If you're going to go in and try and reconstruct things, then you really need to do that as well as you can. If you're not trying to reconstruct them, then having a little bit of a gap is very forgiving, but don't have such a gap that you can't, you know, your bone ends can't heal. You, you really don't want to have gaps bigger than the sort of bone diameter, for instance, they're never going to, to heal.
So that would be a very low strain environment, and it's still, it's, it's, it's too far for that bone to, to, to bridge. Hillary said, is it worth using a part cast with a plate on some of those distal radius fractures? No, no, you, if you put if you put on, you really shouldn't need to put a cast on.
And the, the problem with with cast is, as I'm sure everybody knows, you start to have all sorts of problems with pressure sores and so on. And with these little distal radio fractures in toy breeds, . If I was in general practise, I would probably refer them if that was an option because they're always problematic.

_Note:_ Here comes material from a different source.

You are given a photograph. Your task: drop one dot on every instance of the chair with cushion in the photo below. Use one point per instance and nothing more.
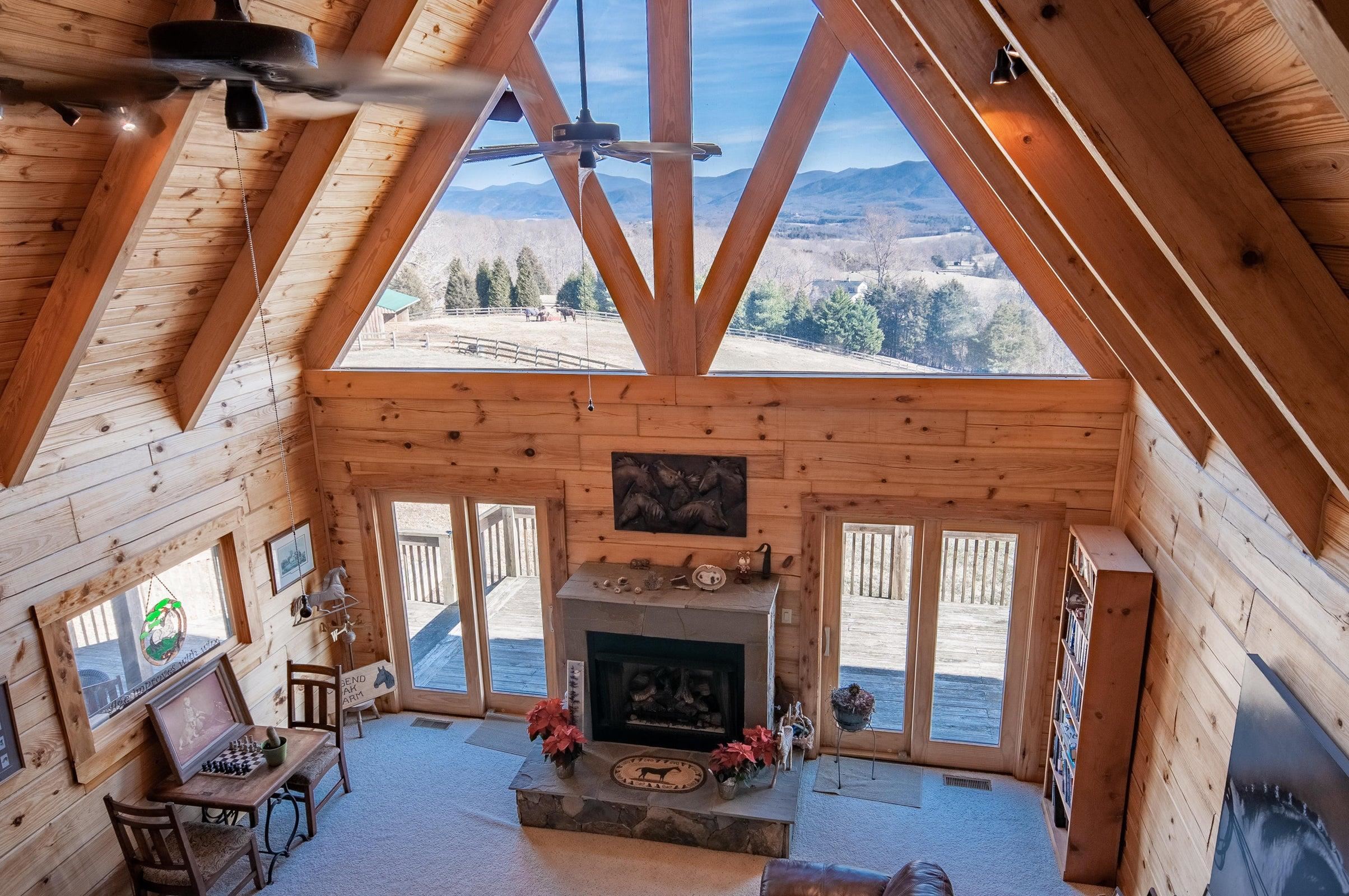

The the best way you can get these to heal is to put good internal fixation in, ideally with compression. And then monitor the animal for 6, 12 weeks with radiographs. And if you start to see stress absorption, think about removing those implants a few months down the line.
And these are these will never heal in in casts, and I know that wasn't really the question, but if you put a good bone plate on, you, you really shouldn't need to put a cast on the, on the outside. OK, that's great. Andrew just said the cat was 3 year old, so quite a young cat.
I, I think that's an extremely unlucky and unusual incident. I, I also been maybe a road traffic accident. Something going on that.
I would not imagine that to to be it's it's a very interesting case report, but it it wouldn't be a very common thing and we wouldn't routinely and preemptively treat animals for that possibility. Great. Sandra, that is fantastic.
Thank you so much. I think it's been a really good orthopaedic session. We're gonna have a little break now and then you should have a link for our final webinar of the day, our final seminar, which is on behaviour with Sarah Heath and Karen Overall, who's quite famous, very famous behaviourist from America as well.
So a really good one. Obviously, it is recorded. It is rather late, so if you want to go to to bed, it will be upper's recordings in the middle of the week.
So again, Sandra, thank you so much. Karen and John have obviously gone, but thanks to them as well. And .
That's been absolutely fantastic. It's been really, really interesting. So thank you so much everyone for participating.
I'm, I'm I'm delighted that people bother to try to answer. So good job. Thank you so much.
Take care and we'll see you, maybe on the next webinar but hopefully at some point anyway. Thanks, Sandra, bye.